Buy in the UK | Buy in Canada

This classic crime novel first appeared in 1953 and has been reissued with a new introduction by John Le Carre. The author, John Bingham, and Le Carre worked together at MI5 but ended their friendship in part because of the betrayal Bingham felt about Le Carre, whom he mentored. These two men, both outstanding writers on their own terms, came from two different generations of spies, and their writing worlds reflect a difference of vision, though not necessarily of purpose, which could not be reconciled.

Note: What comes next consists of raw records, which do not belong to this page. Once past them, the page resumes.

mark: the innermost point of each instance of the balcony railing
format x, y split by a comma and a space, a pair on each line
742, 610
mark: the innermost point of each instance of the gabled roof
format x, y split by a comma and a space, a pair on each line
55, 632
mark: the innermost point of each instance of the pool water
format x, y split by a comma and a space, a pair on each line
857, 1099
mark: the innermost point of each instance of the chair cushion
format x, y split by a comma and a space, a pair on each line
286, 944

What Le Carre champions in his introduction is Bingham’s fine writing style, gentlemanly-mannered characters, and keen perception of the human condition captured in his stories. In FIVE ROUNDABOUTS TO HEAVEN, Bingham explores the friendship of two men who become entangled with the same woman. The first man is Philip Bartels, a failure in the wine trade, who is married to a woman who cannot love him; the second man is his friend Peter Harding, who is more successful in every aspect of life, including his ability to steal Bartels’s mistress away from him.

At the center of the story is the simple question: What causes an ordinary man to consider murder? In Bartels’s case, it is the poisoning of his own wife, in his desperate attempt to be with his mistress and find a woman who can truly love him, while 'protecting' his wife from a life of loneliness.

What author John Bingham does so well in his storytelling style is capture the mindset of Bartels as he plots the murder and considers all those details that might entrap him after the act has been committed. Meanwhile, his friend Peter Harding (unbeknownst to Bartels) has his own agenda in place – to steal Bartels’s mistress.

Bingham brilliantly uses the detail of everyday life and flashbacks to Bartels’s childhood to convey the machinations of the mind of Bartels, to let the reader inside his brain as he applies his flawed logic to the rationale of murder. Perhaps even more sinister are the actions of his friend Harding, who Bartels never suspects of disloyalty, even until the end. Harding uses Bartels’s own weaknesses against him to serve his ends, even while recognizing that he has a choice to bring happiness into the picture, changing the foregone conclusion to the story.

That such likeable characters are made so sinister is testament to the writing skill of Bingham. Although the period setting of the novel may seem a far cry from the world of today, the story remains universal. So it’s no surprise that this classic crime novel would be reissued in 2007; its characters and story remain timeless.